[#4278] feat(filesystem): Refactor the `getFileLocation` logics in hadoop GVFS #4320

xloya · 2024-07-31T08:39:18Z

What changes were proposed in this pull request?

Refactor the getFileLocation logic in Hadoop GVFS so that when sending a request to the server to obtain the file location, the current data operation and operation path information are reported.

Why are the changes needed?

Fix: #4278

How was this patch tested?

Add and refactor some UTs, and existing ITs maintain normally.

…s-logics

xloya · 2024-09-13T07:01:30Z

@jerryshao Please take a look of this PR when you have time, thanks. Since some logic in GVFS needs to be refactored into Server Catalog Hadoop, I did not split it to another PR to make the logical changes clearer.

xloya · 2024-09-20T03:18:45Z

Gentle pin @jerryshao.

...atalog-hadoop/src/main/java/org/apache/gravitino/catalog/hadoop/HadoopCatalogOperations.java

jerryshao · 2024-09-19T14:20:56Z

...atalog-hadoop/src/main/java/org/apache/gravitino/catalog/hadoop/HadoopCatalogOperations.java

+      return locationPath.getFileSystem(hadoopConf).getFileStatus(locationPath).isFile();
+    } catch (FileNotFoundException e) {
+      // We should always return false here, same with the logic in `FileSystem.isFile(Path f)`.
+      return false;


I'm not sure about the behavior of returning false here, can you explain why it should be false?
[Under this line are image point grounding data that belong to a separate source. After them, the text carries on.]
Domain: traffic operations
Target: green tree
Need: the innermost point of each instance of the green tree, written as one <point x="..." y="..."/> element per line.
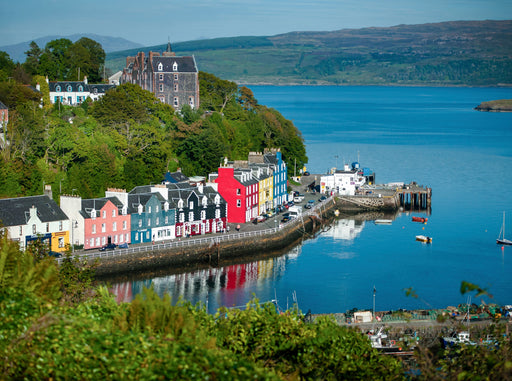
<point x="200" y="154"/>
<point x="31" y="64"/>
<point x="6" y="66"/>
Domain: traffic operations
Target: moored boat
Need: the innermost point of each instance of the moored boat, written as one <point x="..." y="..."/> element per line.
<point x="380" y="342"/>
<point x="423" y="238"/>
<point x="501" y="239"/>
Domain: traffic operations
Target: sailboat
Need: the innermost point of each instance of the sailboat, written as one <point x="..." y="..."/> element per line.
<point x="501" y="239"/>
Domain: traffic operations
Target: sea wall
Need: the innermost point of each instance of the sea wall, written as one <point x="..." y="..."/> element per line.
<point x="211" y="252"/>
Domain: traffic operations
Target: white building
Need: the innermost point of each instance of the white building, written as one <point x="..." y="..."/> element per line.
<point x="76" y="92"/>
<point x="343" y="182"/>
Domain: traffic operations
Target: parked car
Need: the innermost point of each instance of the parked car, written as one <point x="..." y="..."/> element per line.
<point x="310" y="204"/>
<point x="298" y="198"/>
<point x="261" y="218"/>
<point x="108" y="246"/>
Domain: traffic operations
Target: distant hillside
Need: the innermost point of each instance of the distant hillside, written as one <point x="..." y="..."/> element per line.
<point x="477" y="53"/>
<point x="109" y="44"/>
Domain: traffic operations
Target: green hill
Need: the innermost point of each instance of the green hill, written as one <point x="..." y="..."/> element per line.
<point x="475" y="53"/>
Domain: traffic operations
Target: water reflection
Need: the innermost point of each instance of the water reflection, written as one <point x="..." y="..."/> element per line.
<point x="345" y="229"/>
<point x="230" y="286"/>
<point x="235" y="284"/>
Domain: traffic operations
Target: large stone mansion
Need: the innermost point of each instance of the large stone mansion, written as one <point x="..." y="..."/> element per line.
<point x="174" y="80"/>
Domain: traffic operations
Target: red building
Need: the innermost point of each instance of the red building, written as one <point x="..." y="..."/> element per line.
<point x="4" y="117"/>
<point x="240" y="191"/>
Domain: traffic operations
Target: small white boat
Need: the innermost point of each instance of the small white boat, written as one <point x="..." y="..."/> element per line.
<point x="424" y="238"/>
<point x="383" y="222"/>
<point x="381" y="342"/>
<point x="501" y="239"/>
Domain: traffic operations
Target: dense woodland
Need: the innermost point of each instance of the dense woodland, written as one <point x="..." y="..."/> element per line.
<point x="127" y="138"/>
<point x="55" y="323"/>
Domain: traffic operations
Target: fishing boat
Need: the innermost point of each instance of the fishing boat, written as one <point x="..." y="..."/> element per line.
<point x="501" y="239"/>
<point x="382" y="221"/>
<point x="424" y="238"/>
<point x="379" y="341"/>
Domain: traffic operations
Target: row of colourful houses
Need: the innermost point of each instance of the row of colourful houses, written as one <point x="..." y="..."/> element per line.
<point x="177" y="208"/>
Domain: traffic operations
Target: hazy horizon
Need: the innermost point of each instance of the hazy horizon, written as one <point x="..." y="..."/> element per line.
<point x="156" y="23"/>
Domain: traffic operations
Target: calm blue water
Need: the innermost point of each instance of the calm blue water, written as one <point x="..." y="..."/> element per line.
<point x="428" y="135"/>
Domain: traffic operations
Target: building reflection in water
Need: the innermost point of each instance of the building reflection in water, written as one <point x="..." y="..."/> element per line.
<point x="224" y="286"/>
<point x="230" y="286"/>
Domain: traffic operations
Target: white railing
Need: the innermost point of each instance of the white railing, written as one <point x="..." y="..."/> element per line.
<point x="210" y="240"/>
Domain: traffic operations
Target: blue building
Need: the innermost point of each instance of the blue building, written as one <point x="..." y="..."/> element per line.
<point x="274" y="158"/>
<point x="152" y="218"/>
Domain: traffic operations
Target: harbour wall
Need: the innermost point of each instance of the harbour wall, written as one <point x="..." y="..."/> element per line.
<point x="211" y="251"/>
<point x="214" y="249"/>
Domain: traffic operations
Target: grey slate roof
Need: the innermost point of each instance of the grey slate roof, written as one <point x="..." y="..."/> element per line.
<point x="16" y="211"/>
<point x="185" y="64"/>
<point x="97" y="203"/>
<point x="101" y="88"/>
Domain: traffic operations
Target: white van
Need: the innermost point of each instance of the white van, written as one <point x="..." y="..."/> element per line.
<point x="294" y="211"/>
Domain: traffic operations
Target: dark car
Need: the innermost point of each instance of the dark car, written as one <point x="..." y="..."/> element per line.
<point x="108" y="246"/>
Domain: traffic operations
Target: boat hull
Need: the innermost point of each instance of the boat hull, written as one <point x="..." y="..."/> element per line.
<point x="423" y="238"/>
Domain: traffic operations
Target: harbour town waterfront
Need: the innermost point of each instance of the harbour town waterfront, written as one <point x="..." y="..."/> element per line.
<point x="429" y="135"/>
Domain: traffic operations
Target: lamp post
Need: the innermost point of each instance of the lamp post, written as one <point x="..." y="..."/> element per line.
<point x="74" y="224"/>
<point x="374" y="291"/>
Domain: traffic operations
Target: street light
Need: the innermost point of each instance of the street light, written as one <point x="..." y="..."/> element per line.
<point x="74" y="224"/>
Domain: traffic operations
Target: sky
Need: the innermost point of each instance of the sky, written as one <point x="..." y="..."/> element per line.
<point x="156" y="21"/>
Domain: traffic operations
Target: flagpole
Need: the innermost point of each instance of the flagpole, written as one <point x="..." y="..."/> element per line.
<point x="374" y="291"/>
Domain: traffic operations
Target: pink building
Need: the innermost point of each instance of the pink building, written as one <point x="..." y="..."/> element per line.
<point x="240" y="191"/>
<point x="105" y="221"/>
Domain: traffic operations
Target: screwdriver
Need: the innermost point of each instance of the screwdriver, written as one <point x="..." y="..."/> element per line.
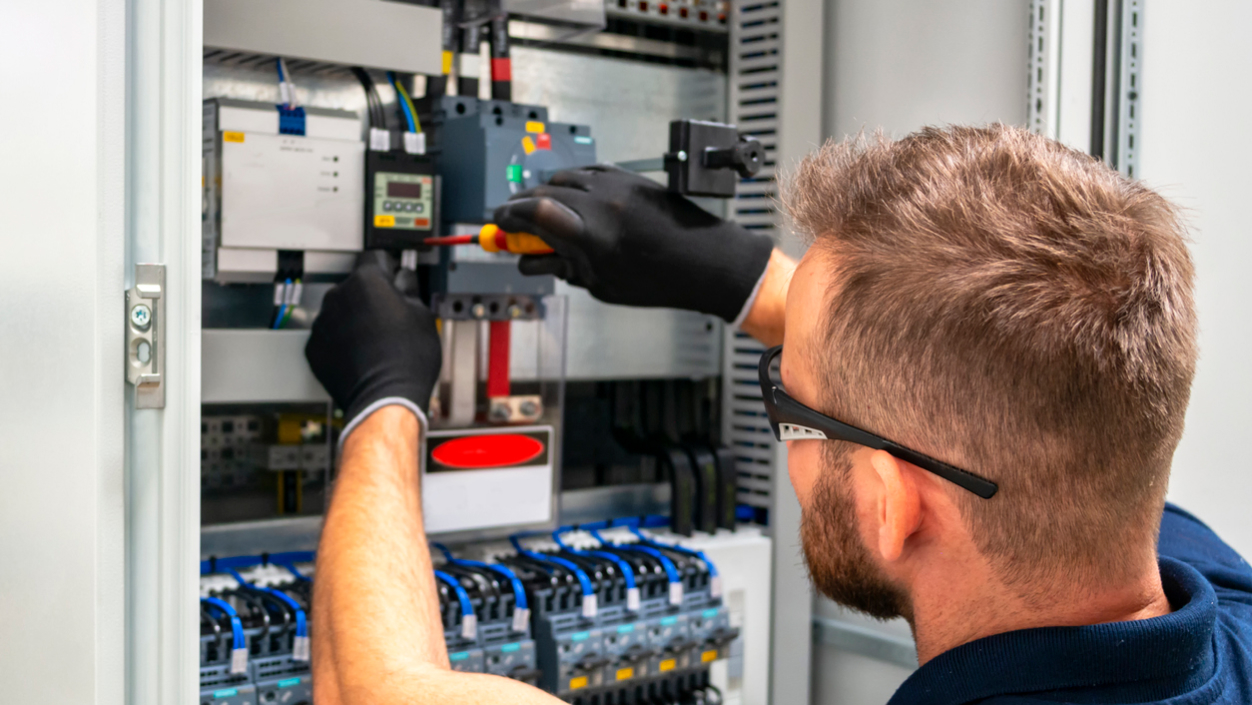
<point x="491" y="238"/>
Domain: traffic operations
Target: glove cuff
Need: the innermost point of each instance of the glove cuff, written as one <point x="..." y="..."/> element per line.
<point x="383" y="402"/>
<point x="744" y="262"/>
The implementation of the isFile() method of Hadoop FileSystem is referenced here. Since this method has been deprecated in Hadoop 3, its implementation is directly copied here.

jerryshao · 2024-09-20T08:12:46Z

...hadoop3/src/main/java/org/apache/gravitino/filesystem/hadoop/GravitinoVirtualFileSystem.java

@@ -65,8 +69,10 @@ public class GravitinoVirtualFileSystem extends FileSystem {
  private URI uri;
  private GravitinoClient client;
  private String metalakeName;
-  private Cache<NameIdentifier, Pair<Fileset, FileSystem>> filesetCache;
-  private ScheduledThreadPoolExecutor scheduler;
+  private Cache<NameIdentifier, FilesetCatalog> catalogCache;


Why do we need this cache?

Currently, to obtain the actual file location, we need to loadCatalog first, and then call asFilesetCatalog().getFileLocation(). If the Catalog is not cached here, two RPCs are required for each file operation. Considering that changes to the Catalog are not very frequent, these requests may be unnecessary.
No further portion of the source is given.